LONDON (Reuters) - Over half a million foreign visitors to the London Olympics and Paralympics may have helped lift the British economy out of recession, although total tourist numbers fell during the Games.
Just over 3 million overseas residents visited Britain in August, 5 percent fewer than in August 2011, the Office for National Statistics said on Thursday.
But Britain's earnings in August - including Olympic and Paralympic tickets bought before and during the Games - rose 9 percent on the year.
"The average amount of money spent by those people who either made their visit for an Olympics or Paralympics purpose or attended a ticketed event was almost twice as much as the average spent among other visitors," the ONS said.
Based on its surveys, the ONS estimates that some 590,000 visitors came to Britain during July and August either for the Games or at least attended one ticketed event.

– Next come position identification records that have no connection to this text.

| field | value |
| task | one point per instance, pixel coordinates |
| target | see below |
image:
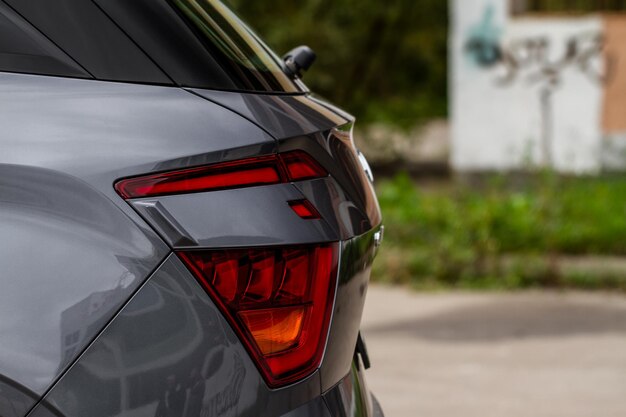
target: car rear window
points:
(235, 47)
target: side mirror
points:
(299, 60)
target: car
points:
(186, 230)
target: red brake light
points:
(279, 301)
(265, 170)
(300, 166)
(304, 209)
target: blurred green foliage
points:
(384, 62)
(576, 5)
(500, 233)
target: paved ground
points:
(525, 354)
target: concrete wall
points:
(534, 91)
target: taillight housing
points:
(279, 301)
(263, 170)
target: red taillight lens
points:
(273, 169)
(279, 301)
(304, 209)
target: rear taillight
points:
(279, 301)
(273, 169)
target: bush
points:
(498, 232)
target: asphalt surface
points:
(521, 354)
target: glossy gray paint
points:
(101, 131)
(69, 238)
(233, 218)
(93, 133)
(171, 333)
(70, 258)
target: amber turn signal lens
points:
(279, 300)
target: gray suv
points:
(186, 230)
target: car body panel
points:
(357, 255)
(69, 255)
(171, 328)
(89, 323)
(282, 116)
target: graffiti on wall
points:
(538, 61)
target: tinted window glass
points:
(235, 47)
(24, 49)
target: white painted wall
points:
(499, 125)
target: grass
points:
(501, 232)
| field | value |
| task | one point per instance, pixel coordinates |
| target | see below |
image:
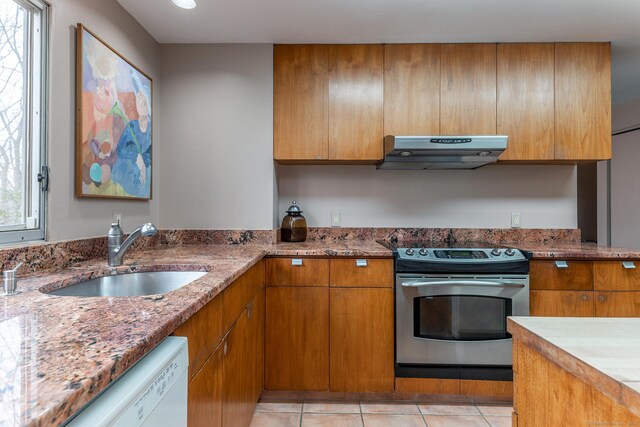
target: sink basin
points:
(129, 285)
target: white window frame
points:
(37, 90)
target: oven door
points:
(457, 320)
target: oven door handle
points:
(484, 283)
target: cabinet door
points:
(561, 303)
(238, 404)
(297, 339)
(617, 275)
(205, 392)
(618, 304)
(583, 101)
(361, 333)
(355, 102)
(562, 275)
(412, 89)
(468, 89)
(526, 100)
(300, 102)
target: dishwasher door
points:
(153, 392)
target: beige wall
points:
(69, 217)
(545, 196)
(217, 129)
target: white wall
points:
(545, 196)
(69, 217)
(217, 130)
(618, 198)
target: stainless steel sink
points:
(132, 284)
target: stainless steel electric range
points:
(451, 305)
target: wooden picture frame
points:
(114, 121)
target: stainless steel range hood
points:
(441, 152)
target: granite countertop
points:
(577, 250)
(57, 353)
(602, 352)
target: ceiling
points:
(395, 21)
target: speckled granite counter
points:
(602, 352)
(57, 353)
(569, 250)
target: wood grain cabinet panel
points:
(561, 304)
(301, 102)
(301, 272)
(297, 339)
(468, 89)
(205, 393)
(236, 297)
(623, 275)
(361, 347)
(238, 404)
(204, 331)
(526, 100)
(368, 273)
(355, 102)
(582, 101)
(548, 275)
(618, 304)
(412, 89)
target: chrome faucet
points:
(117, 248)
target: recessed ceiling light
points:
(185, 4)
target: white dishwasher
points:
(153, 392)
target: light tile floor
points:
(379, 414)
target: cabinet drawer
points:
(361, 273)
(618, 304)
(239, 294)
(204, 331)
(620, 275)
(562, 304)
(297, 272)
(562, 275)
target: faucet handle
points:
(11, 281)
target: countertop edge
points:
(610, 387)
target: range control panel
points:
(470, 255)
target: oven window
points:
(461, 317)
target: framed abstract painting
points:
(113, 122)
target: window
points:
(23, 83)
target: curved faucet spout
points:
(117, 248)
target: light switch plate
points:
(515, 219)
(335, 219)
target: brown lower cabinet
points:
(225, 388)
(561, 303)
(361, 334)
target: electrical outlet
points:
(335, 219)
(515, 219)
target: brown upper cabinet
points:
(412, 89)
(300, 102)
(468, 89)
(526, 100)
(583, 101)
(335, 103)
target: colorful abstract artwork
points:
(113, 123)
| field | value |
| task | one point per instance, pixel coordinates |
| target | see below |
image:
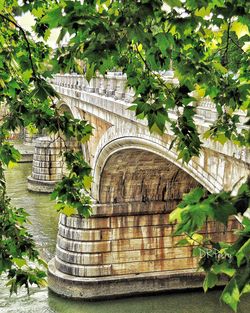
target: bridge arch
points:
(63, 106)
(113, 144)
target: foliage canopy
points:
(206, 43)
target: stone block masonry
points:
(117, 246)
(47, 166)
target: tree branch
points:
(25, 38)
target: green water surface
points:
(44, 228)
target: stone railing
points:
(114, 85)
(111, 85)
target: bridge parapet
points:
(114, 85)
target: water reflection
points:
(44, 229)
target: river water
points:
(44, 228)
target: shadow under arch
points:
(117, 145)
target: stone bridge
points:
(126, 246)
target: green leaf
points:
(173, 3)
(87, 181)
(244, 252)
(210, 281)
(27, 75)
(240, 29)
(231, 294)
(223, 268)
(19, 262)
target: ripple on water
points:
(44, 229)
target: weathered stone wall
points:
(129, 232)
(126, 244)
(48, 165)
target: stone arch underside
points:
(135, 175)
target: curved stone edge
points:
(40, 185)
(98, 288)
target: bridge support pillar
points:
(47, 166)
(124, 249)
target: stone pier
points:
(126, 247)
(124, 250)
(48, 166)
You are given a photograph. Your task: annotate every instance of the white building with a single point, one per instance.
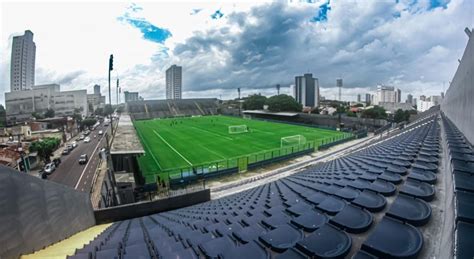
(306, 90)
(22, 65)
(386, 94)
(20, 105)
(428, 102)
(174, 82)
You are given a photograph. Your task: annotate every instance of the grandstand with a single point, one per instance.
(148, 109)
(409, 195)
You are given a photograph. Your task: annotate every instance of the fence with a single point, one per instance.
(186, 175)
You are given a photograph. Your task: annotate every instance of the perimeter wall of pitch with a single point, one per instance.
(458, 103)
(36, 213)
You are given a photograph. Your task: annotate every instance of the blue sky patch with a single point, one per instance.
(322, 13)
(150, 32)
(217, 15)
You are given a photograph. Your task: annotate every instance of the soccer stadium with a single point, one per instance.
(221, 143)
(181, 178)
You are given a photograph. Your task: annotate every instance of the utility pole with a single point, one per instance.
(116, 90)
(111, 67)
(240, 104)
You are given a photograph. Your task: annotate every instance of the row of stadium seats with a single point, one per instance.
(314, 213)
(461, 156)
(171, 108)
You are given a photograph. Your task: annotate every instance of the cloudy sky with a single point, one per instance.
(221, 45)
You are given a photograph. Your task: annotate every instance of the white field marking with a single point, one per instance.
(166, 142)
(215, 153)
(151, 153)
(215, 134)
(83, 171)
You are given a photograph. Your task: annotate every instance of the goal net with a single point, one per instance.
(236, 129)
(293, 141)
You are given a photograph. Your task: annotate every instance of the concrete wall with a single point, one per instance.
(147, 208)
(458, 103)
(35, 213)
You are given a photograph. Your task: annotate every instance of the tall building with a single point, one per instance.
(368, 100)
(19, 106)
(174, 82)
(306, 90)
(97, 89)
(410, 99)
(385, 94)
(398, 95)
(22, 66)
(131, 96)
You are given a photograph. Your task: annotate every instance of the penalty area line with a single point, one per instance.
(168, 144)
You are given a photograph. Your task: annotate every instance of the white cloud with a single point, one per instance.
(254, 45)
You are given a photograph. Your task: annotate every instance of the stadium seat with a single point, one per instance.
(394, 239)
(326, 242)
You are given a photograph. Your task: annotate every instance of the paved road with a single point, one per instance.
(71, 173)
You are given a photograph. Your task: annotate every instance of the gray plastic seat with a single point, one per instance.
(394, 239)
(410, 209)
(281, 238)
(326, 242)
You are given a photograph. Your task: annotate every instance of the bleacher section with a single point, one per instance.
(171, 108)
(461, 156)
(318, 212)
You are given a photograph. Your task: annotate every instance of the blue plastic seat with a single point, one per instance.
(248, 234)
(464, 234)
(248, 251)
(332, 205)
(216, 247)
(418, 189)
(394, 239)
(326, 242)
(410, 209)
(281, 238)
(310, 220)
(465, 206)
(352, 219)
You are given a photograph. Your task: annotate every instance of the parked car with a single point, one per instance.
(57, 161)
(66, 151)
(49, 168)
(83, 159)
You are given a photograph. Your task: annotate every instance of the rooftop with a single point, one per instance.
(126, 140)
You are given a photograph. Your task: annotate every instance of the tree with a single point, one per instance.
(88, 122)
(49, 113)
(45, 148)
(254, 102)
(37, 116)
(108, 110)
(3, 116)
(375, 113)
(283, 102)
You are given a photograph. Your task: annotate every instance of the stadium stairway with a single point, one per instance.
(69, 245)
(373, 203)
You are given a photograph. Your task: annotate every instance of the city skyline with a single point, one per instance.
(160, 43)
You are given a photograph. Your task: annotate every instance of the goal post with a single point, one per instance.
(237, 129)
(291, 141)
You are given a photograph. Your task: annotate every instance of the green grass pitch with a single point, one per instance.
(183, 142)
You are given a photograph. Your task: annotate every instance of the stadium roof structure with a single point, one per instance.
(260, 112)
(126, 140)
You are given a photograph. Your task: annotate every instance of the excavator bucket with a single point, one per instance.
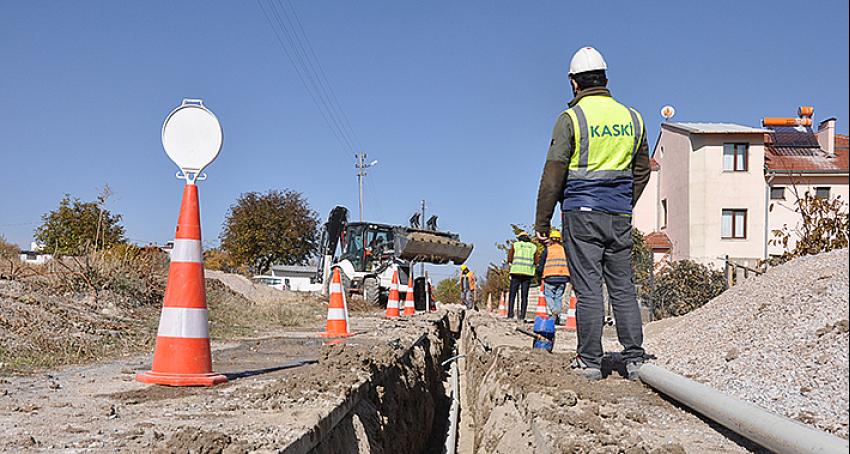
(431, 246)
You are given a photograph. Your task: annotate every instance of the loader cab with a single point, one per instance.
(367, 246)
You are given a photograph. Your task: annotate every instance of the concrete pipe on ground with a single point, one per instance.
(774, 432)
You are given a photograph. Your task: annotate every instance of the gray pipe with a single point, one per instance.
(774, 432)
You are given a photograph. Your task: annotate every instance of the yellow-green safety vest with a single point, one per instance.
(607, 137)
(523, 262)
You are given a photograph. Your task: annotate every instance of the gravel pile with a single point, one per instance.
(779, 340)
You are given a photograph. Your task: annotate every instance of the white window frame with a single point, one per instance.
(736, 147)
(733, 235)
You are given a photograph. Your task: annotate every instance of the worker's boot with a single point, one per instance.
(633, 370)
(580, 367)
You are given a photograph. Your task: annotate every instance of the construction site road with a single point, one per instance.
(382, 390)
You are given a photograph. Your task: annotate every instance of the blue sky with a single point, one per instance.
(455, 99)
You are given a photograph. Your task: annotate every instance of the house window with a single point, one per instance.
(777, 193)
(734, 224)
(735, 157)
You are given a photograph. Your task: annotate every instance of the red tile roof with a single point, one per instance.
(792, 157)
(658, 240)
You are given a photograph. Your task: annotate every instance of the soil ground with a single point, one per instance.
(280, 387)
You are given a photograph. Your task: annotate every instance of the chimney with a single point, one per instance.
(826, 136)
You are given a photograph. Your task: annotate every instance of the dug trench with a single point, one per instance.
(517, 399)
(383, 390)
(379, 391)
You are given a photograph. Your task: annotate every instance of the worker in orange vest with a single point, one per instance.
(467, 287)
(555, 273)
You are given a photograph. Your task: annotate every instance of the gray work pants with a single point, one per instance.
(466, 298)
(599, 247)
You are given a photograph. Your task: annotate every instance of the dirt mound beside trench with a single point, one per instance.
(524, 400)
(779, 340)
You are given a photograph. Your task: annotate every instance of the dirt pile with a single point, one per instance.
(779, 340)
(42, 327)
(257, 293)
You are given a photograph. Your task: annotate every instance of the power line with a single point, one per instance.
(283, 38)
(323, 77)
(293, 40)
(301, 56)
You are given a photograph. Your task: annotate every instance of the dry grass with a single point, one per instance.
(234, 316)
(107, 305)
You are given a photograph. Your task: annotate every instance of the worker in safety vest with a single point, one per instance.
(467, 287)
(597, 167)
(555, 273)
(522, 260)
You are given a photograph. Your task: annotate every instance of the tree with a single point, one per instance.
(642, 263)
(216, 259)
(825, 226)
(277, 227)
(8, 249)
(448, 291)
(76, 227)
(684, 286)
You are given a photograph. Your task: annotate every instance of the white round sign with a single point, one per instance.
(192, 136)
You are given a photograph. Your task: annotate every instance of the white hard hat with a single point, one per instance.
(587, 59)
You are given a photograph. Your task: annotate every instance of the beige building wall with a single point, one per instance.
(645, 213)
(782, 212)
(672, 152)
(711, 190)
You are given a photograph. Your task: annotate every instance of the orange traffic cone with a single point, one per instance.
(182, 355)
(571, 315)
(337, 309)
(541, 305)
(503, 309)
(392, 300)
(409, 305)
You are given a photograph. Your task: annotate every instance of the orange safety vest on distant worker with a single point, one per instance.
(556, 261)
(471, 276)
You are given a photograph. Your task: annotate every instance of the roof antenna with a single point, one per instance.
(667, 112)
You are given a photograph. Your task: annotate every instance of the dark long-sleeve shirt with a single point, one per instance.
(561, 149)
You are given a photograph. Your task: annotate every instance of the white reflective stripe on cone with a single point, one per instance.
(183, 322)
(187, 251)
(336, 314)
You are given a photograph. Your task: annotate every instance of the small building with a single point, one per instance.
(298, 278)
(35, 255)
(720, 189)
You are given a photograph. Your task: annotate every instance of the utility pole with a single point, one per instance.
(422, 265)
(361, 167)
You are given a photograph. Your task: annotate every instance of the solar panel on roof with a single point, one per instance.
(794, 136)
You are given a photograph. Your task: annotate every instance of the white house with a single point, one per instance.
(35, 255)
(720, 189)
(297, 278)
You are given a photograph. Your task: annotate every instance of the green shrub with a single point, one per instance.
(684, 286)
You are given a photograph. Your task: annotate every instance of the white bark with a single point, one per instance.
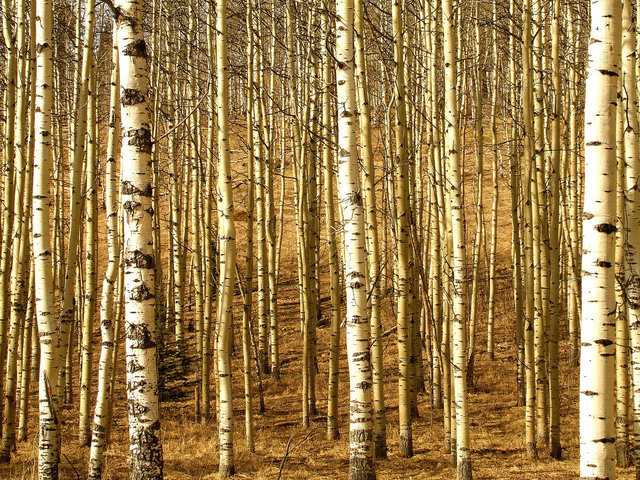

The noticeable lack of visitors in London's theatres, museums and on buses and trains during the Olympics have raised concerns that the Games could hurt British businesses as other tourists stayed away to avoid the crowds.
IHS Global Insight economist Howard Archer pointed out that the weak economic situation in many countries across the globe might have also been a reason for the fall in tourist numbers.
"While the impact of the Olympic Games and the Paralympics on the number of overseas visitors coming to the UK in August may be open to differing interpretations, it is evident that the Games did boost spending by overseas visitors to the UK," he said.
The British economy is widely expected to have posted some growth in the July-September period as production bounced back from a hit caused by the extra public holiday in June.
Economists in a Reuters poll expect growth of 0.6 pct in the quarter, which would mean an end to the recession after three consecutive quarters of contraction.
The ONS has already said that all ticket revenues from the July 27-August 12 Olympics and the August 29-September 9 Paralympics will be accounted for in the third quarter, boosting quarterly GDP growth by 0.2 percentage points.